В общем, как сказал ашуг или кто другой: день прошел, год прошел, молодым снова не стану я. Подумав и об этом, Зубейда вспомнила одну из историй Моллы Насреддина: говорят, однажды молла хотел сесть на коня; сунув ногу в стремя, раз поднатужился, два поднатужился, но так и не смог сесть на коня и сказал: «Эх, где ты, молодость? – Потом огляделся по сторонам, видит, никого нет, и добавил: – Впрочем, ты и в молодости никуда не годился!»
Ну, да ладно уж, пусть молла идет своей дорогой, и ашуг тоже, а мы, слава аллаху, лежим себе на месте и лежим, дайте отдохнуть, но… Вот ведь какое дело, когда Зубейда, к примеру, попала в ту ашхабадскую жару, Агагюля на этом свете даже не предполагалось, а теперь он так на человека смотрит, будто гюрзу увидел или удава какого.
3
Агагюль, сорвав с головы кепку-«аэродром», швырнул ее на старый диван и какие только есть слова, такие и произнес в душе насчет всех скверных людей на земле, и главным образом насчет Зубейды. Агабаджи, сидевшая на паласе и перекладывавшая с большого подноса в баллоны виноград для уксуса, подивилась мрачному виду своего сына, который вошел и даже не поздоровался. В последние дни Агагюль летал как на крыльях; что говорила ему, все делал, и делал быстро и старательно, и Агабаджи объяснила такую сговорчивость тем, что скоро сын пойдет в армию, причем далеко уедет, в Прибалтику, и поэтому перед двухлетней разлукой он и стал таким шелковым.

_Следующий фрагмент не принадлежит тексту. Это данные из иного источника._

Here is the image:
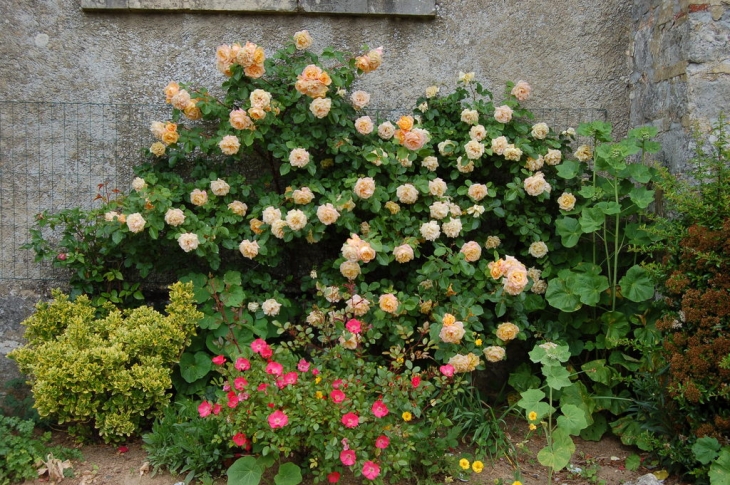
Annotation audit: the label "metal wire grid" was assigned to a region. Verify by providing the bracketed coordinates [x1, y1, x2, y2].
[0, 101, 607, 281]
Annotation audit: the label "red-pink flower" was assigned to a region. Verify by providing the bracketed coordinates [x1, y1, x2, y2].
[330, 389, 345, 404]
[439, 364, 454, 377]
[268, 409, 289, 429]
[345, 318, 362, 333]
[198, 401, 213, 418]
[340, 450, 355, 466]
[375, 434, 390, 450]
[372, 400, 390, 418]
[342, 413, 360, 428]
[297, 359, 309, 372]
[362, 460, 380, 480]
[233, 377, 248, 391]
[236, 357, 251, 371]
[266, 362, 284, 376]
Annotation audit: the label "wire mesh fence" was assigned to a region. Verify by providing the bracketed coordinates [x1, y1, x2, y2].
[0, 101, 607, 281]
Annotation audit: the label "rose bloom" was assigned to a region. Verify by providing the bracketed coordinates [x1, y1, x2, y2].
[464, 140, 484, 160]
[355, 116, 373, 135]
[350, 91, 370, 109]
[528, 241, 548, 258]
[484, 236, 502, 249]
[525, 155, 545, 172]
[127, 212, 147, 233]
[261, 206, 281, 225]
[421, 221, 441, 241]
[393, 244, 414, 263]
[545, 148, 563, 165]
[530, 123, 550, 140]
[510, 81, 532, 101]
[574, 145, 593, 162]
[353, 177, 375, 199]
[439, 322, 466, 344]
[378, 121, 395, 140]
[395, 184, 418, 204]
[165, 209, 185, 226]
[309, 98, 332, 119]
[238, 239, 259, 259]
[177, 232, 200, 253]
[132, 177, 147, 192]
[289, 148, 309, 168]
[294, 30, 312, 51]
[492, 136, 509, 155]
[459, 241, 482, 263]
[484, 345, 507, 363]
[378, 293, 398, 313]
[345, 294, 370, 317]
[340, 261, 360, 281]
[558, 192, 575, 211]
[150, 141, 165, 157]
[286, 209, 307, 231]
[494, 105, 512, 123]
[421, 156, 439, 172]
[261, 298, 281, 317]
[523, 172, 552, 197]
[441, 217, 462, 238]
[317, 202, 340, 226]
[461, 109, 479, 125]
[469, 125, 487, 141]
[503, 144, 522, 162]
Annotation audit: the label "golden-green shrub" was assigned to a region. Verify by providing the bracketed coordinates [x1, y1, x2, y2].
[9, 283, 202, 441]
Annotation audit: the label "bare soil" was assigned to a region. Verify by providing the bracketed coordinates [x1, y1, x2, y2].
[24, 420, 686, 485]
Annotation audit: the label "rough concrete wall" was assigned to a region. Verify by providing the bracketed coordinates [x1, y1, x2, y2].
[630, 0, 730, 172]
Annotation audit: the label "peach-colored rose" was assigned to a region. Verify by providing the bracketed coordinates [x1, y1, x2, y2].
[177, 232, 200, 253]
[190, 189, 208, 206]
[289, 148, 309, 168]
[494, 105, 512, 123]
[238, 239, 259, 259]
[340, 261, 360, 281]
[355, 116, 373, 135]
[218, 135, 241, 155]
[228, 200, 248, 217]
[127, 212, 147, 233]
[294, 30, 312, 51]
[558, 192, 575, 211]
[165, 209, 185, 226]
[210, 178, 231, 197]
[510, 81, 532, 101]
[495, 322, 520, 342]
[309, 98, 332, 119]
[378, 293, 398, 313]
[459, 241, 482, 263]
[395, 184, 418, 204]
[353, 177, 375, 199]
[393, 244, 414, 263]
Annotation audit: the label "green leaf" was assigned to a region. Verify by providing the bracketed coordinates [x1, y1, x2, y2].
[180, 352, 213, 383]
[227, 456, 264, 485]
[619, 265, 654, 302]
[274, 462, 302, 485]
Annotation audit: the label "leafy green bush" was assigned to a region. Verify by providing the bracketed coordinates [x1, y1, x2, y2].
[0, 415, 81, 485]
[9, 283, 200, 441]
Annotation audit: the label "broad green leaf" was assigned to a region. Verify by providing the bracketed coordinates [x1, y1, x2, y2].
[618, 265, 654, 302]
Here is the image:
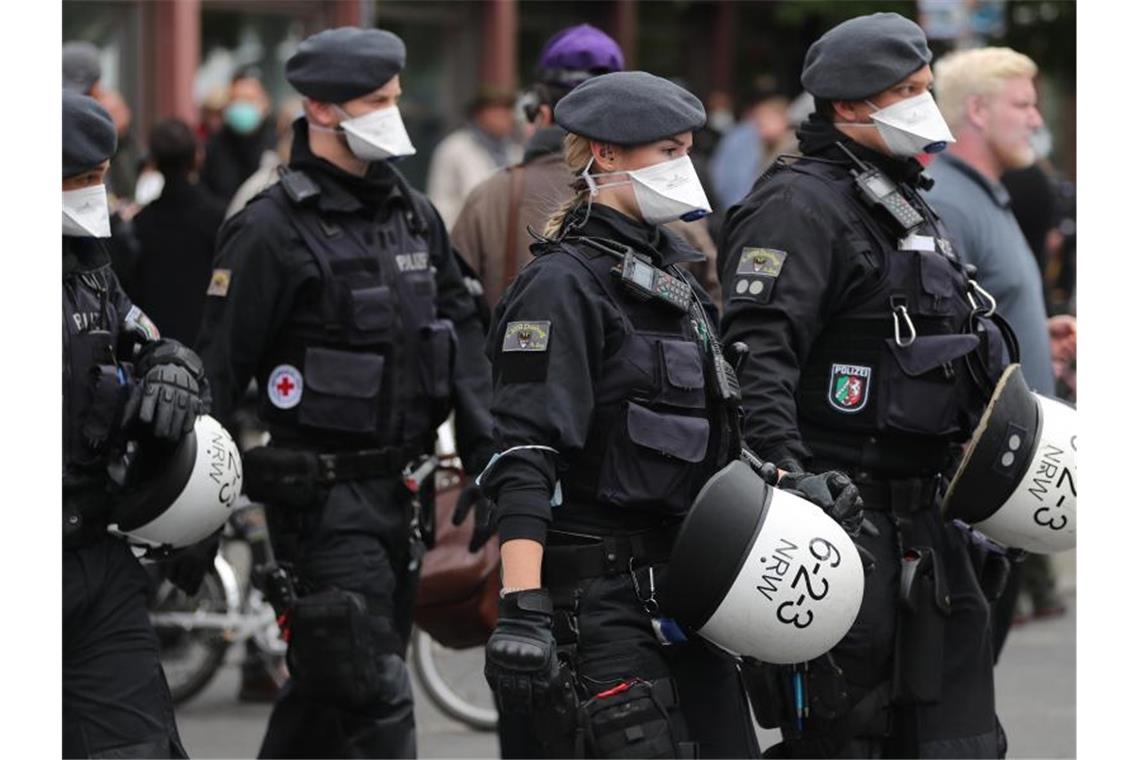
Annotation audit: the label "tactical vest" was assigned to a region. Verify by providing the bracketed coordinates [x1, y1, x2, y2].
[63, 264, 132, 488]
[547, 238, 717, 515]
[773, 161, 1017, 469]
[258, 175, 456, 450]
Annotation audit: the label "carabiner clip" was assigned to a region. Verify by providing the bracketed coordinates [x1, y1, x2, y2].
[629, 557, 661, 615]
[966, 279, 998, 317]
[890, 303, 919, 349]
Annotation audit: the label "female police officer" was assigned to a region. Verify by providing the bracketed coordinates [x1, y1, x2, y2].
[481, 72, 861, 758]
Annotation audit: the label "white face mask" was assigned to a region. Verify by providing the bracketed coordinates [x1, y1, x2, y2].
[581, 156, 713, 224]
[848, 92, 955, 157]
[64, 185, 111, 237]
[336, 106, 416, 161]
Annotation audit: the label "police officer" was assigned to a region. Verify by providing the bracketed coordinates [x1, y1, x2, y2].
[203, 27, 492, 758]
[719, 14, 1005, 758]
[481, 72, 861, 758]
[63, 90, 209, 758]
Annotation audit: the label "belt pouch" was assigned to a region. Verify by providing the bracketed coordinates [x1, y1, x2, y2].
[894, 547, 946, 704]
[286, 589, 381, 710]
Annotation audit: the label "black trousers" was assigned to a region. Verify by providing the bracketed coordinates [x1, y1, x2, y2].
[773, 502, 1004, 758]
[63, 536, 186, 758]
[258, 479, 418, 758]
[528, 564, 760, 758]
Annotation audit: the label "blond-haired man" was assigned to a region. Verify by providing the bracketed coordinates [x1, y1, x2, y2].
[927, 48, 1076, 407]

Конечно, Агабаджи не знала, что дело не только в этом, есть еще вторая причина, и вторая причина состояла в том, что каменное сердце Нисы, по которой он уже два года сходил с ума, наконец смягчилось, и она ответила на последнее письмо Агагюля, и вот уже девять дней каждый вечер они встречались тайком. Ниса говорила, как она вообще понимает жизнь, людей, измену и верность, рассказывала Агагюлю индийские кинофильмы, которые смотрела по нескольку раз; Агагюль же, выкуривая папиросу за папиросой, вышагивал рядом с Нисой и часто даже не находил слов для ответа. Пока наконец сегодня…
– Это что такое, слушай, почему шапку бросаешь? – удивилась Агабаджи.
– Так, – сказал Агагюль, не глядя на мать.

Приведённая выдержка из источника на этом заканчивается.